In Defense of Hashtag Diplomacy

In Defense of Hashtag Diplomacy

In response to Hashtag diplomacy is bottled whine:

My initial reaction to the #BringBackOurGirls “hashtag diplomacy” was the same as yours – revulsion at the feel-goodism and moral preening disguised as doing something pro-active – nonsense we’ve all come to expect from liberals.

The girls were kidnapped on April 14, so those jumping on the hashtag bandwagon to “raise awareness” now, are a little late to the game. That goes triple for any hashtag diplomats who might have passed on designating Boko Haram a terrorist group, years ago, which would have given our military the tools and authorities they needed to go after them. Not mentioning any names.

BUT.

It should be noted that the social media campaign began in Nigeria weeks ago to put pressure on the  do-nothing government to — do something.

Via The UK Guardian:

It was first used on April 23 at the opening ceremony for a UNESCO event honouring the Nigerian city of Port Harcourt as the 2014 World Book Capital City. A Nigerian lawyer in Abuja, Ibrahim M. Abdullahi, tweeted the call in a speech by Dr. Oby Ezekwesili, Vice President of the World Bank for Africa to “Bring Back the Girls!”
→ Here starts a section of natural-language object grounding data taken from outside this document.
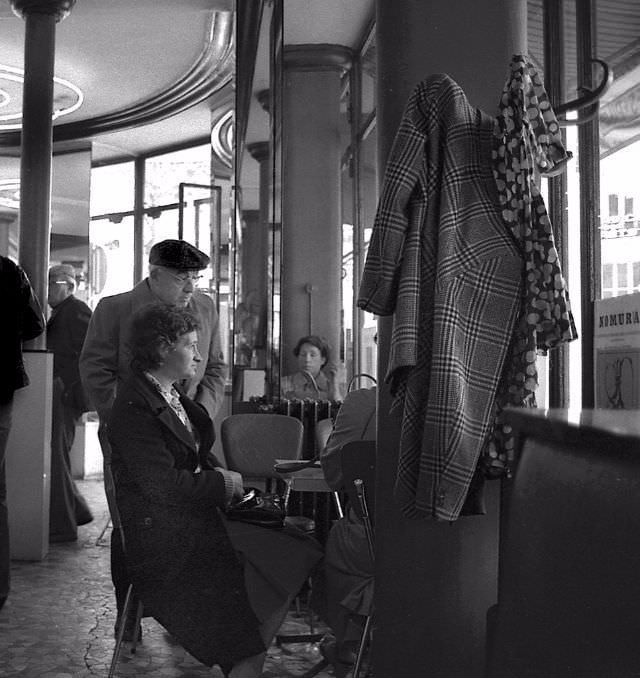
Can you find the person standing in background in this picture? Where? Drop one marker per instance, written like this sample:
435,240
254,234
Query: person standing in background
22,320
174,269
66,330
317,377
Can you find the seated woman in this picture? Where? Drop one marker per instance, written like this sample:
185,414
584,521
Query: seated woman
348,569
220,588
317,377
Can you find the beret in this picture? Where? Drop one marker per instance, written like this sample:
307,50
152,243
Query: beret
63,272
178,254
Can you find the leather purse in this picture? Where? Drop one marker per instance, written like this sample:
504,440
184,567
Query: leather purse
257,508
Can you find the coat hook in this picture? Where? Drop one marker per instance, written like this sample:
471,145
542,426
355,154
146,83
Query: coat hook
590,98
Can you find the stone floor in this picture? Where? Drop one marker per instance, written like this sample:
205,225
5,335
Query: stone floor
58,620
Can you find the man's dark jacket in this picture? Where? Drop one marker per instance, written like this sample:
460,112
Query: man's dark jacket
22,320
66,330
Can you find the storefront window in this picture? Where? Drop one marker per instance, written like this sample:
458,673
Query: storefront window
112,188
163,173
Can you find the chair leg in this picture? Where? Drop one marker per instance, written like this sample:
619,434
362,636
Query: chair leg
121,627
104,529
136,628
363,641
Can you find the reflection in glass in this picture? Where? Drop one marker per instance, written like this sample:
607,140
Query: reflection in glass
164,172
112,188
112,256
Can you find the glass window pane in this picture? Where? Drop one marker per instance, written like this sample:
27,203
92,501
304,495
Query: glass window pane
368,199
112,188
111,264
164,172
368,78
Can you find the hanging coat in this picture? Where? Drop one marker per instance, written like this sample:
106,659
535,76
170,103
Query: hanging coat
442,262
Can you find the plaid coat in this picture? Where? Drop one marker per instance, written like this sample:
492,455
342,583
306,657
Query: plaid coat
443,262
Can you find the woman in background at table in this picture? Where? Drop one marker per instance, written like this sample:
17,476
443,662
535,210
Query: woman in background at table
220,588
317,377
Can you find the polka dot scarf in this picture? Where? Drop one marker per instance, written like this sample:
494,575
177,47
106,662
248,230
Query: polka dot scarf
527,140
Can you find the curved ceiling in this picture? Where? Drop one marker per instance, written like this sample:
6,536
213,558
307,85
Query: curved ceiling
125,56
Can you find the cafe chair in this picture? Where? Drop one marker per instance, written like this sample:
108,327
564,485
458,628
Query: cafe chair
252,443
358,460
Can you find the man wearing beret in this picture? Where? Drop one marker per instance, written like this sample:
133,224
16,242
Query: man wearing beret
174,267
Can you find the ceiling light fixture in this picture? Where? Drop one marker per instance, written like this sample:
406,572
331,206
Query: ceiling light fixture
67,97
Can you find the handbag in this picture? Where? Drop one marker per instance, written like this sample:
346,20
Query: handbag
258,508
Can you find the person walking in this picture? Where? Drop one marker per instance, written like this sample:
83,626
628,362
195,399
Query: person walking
22,320
66,330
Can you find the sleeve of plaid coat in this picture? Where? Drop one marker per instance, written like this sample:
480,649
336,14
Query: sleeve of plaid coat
379,285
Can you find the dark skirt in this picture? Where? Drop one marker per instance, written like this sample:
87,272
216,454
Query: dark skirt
276,563
348,570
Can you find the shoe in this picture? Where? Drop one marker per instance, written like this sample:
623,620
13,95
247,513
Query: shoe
62,538
129,629
84,519
329,650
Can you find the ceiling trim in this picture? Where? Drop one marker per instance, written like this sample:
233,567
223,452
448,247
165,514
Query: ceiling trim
213,69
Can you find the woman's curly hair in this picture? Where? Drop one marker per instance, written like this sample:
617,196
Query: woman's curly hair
314,340
154,328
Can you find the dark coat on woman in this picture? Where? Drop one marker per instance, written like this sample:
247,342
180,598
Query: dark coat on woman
181,562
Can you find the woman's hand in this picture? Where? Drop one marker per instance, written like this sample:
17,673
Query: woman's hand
233,484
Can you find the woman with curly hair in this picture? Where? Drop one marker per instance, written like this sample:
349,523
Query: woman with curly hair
220,588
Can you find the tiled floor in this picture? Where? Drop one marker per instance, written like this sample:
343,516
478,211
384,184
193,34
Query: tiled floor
58,620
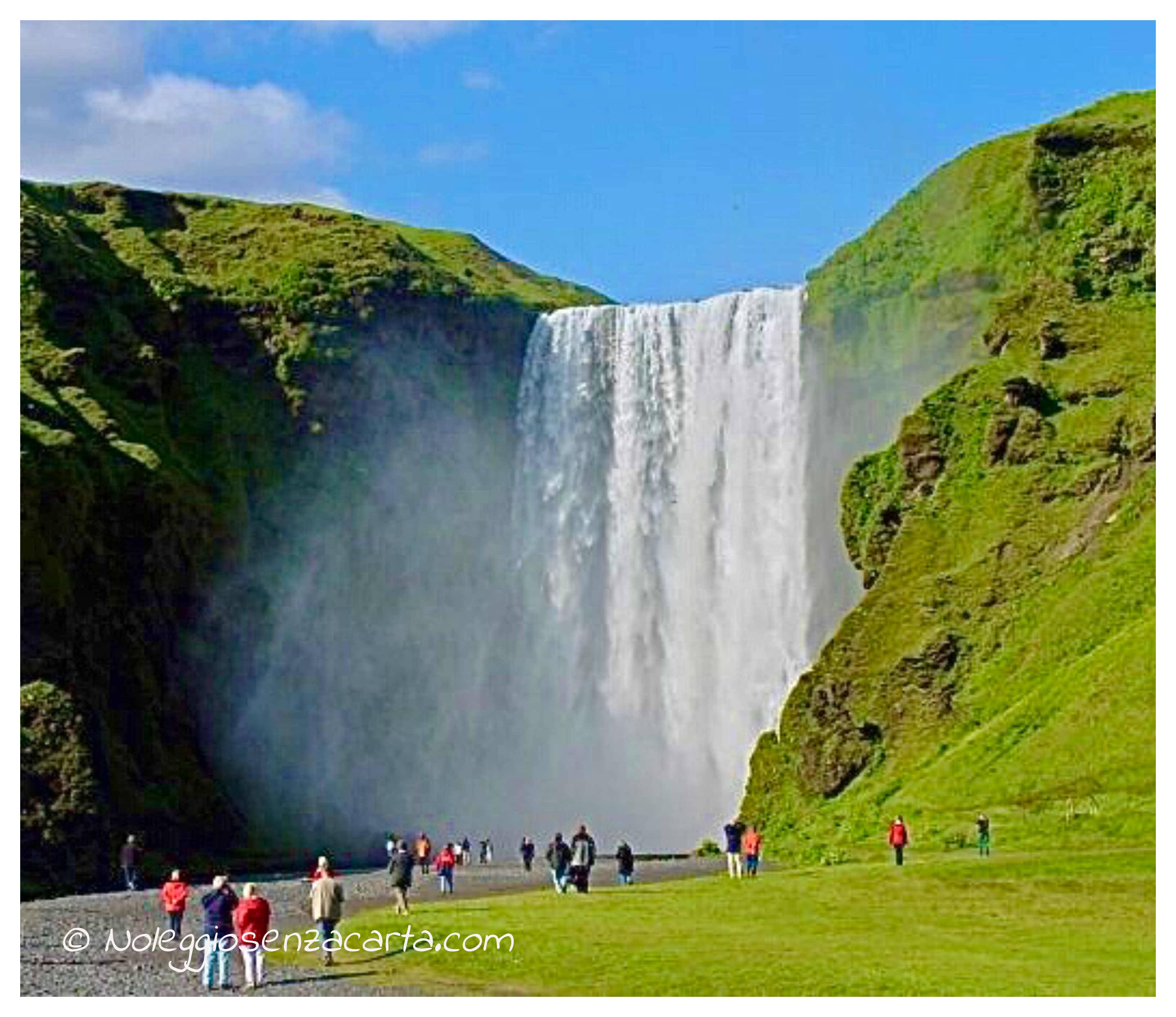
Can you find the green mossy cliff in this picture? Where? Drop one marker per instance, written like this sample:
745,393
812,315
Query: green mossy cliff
1003,655
181,356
Another mass demonstration took place outside the Nigerian Defence Headquarters in Abuja on May 6 and many other protests have been organised in response to a social media campaign asking for people around the world to march and wear red in solidarity. People came out in protest at the Nigerian embassy in London, in Los Angeles and New York.

The campaign is directed not so much at the terrorist thugs as the Nigerian government which has done so little to protect its people from these terrorist thugs.
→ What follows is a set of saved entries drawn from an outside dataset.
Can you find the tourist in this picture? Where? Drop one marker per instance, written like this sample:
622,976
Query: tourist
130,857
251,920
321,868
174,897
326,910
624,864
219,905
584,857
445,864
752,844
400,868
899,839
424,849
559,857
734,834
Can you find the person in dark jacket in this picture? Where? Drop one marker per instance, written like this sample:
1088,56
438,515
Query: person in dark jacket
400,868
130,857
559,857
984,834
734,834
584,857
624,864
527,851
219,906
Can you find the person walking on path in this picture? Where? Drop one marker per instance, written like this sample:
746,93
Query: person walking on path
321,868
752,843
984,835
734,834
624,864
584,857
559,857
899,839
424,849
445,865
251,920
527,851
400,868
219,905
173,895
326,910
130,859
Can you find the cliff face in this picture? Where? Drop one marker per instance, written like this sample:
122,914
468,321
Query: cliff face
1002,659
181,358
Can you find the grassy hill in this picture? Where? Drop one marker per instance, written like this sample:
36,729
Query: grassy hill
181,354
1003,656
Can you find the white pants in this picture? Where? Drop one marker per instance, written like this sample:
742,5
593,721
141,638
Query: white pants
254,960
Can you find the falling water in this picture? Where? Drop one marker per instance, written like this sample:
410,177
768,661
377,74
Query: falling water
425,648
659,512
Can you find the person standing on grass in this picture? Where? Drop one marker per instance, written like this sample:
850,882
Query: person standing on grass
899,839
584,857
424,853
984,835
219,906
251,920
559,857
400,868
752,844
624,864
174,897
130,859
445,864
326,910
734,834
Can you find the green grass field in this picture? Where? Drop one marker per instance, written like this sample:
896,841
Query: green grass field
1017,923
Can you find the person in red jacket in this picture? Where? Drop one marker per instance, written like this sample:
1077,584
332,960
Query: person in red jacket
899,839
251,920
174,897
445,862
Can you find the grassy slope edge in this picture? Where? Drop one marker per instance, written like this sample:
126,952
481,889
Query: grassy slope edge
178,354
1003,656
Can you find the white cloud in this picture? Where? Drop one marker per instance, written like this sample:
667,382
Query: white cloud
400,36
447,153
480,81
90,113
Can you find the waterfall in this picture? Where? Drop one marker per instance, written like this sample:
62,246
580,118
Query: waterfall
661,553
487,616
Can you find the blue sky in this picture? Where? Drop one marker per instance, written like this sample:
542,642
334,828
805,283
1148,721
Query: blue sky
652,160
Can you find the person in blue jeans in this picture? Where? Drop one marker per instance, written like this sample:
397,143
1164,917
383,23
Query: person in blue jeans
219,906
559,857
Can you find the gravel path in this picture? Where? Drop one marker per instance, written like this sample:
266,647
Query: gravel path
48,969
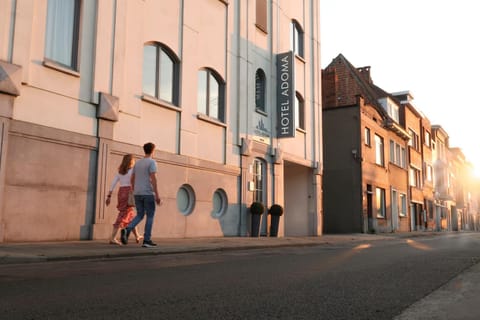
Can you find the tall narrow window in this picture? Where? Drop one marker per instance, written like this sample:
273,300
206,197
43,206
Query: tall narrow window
367,136
260,85
160,73
380,202
61,43
403,205
261,15
379,154
259,180
297,39
210,99
299,112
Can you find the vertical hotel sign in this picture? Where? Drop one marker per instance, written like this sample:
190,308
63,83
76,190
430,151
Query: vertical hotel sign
285,96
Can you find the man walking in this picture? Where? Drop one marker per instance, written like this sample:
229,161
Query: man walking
144,186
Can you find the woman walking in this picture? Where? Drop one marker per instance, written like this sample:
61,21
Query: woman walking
126,212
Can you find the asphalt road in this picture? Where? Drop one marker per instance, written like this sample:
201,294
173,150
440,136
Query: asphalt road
368,280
The Nigerian paper, Vanguard, reported “the Christian Association of Nigeria has formally accused the Governor of Borno State of ‘conspiracy and collusion'” along with some other “uncomfortable facts” about the kidnapping.

Given these circumstances, I can’t place too much fault on people who are sincerely trying to do what they can to keep the story in the news and show the Nigerian government that the world is watching.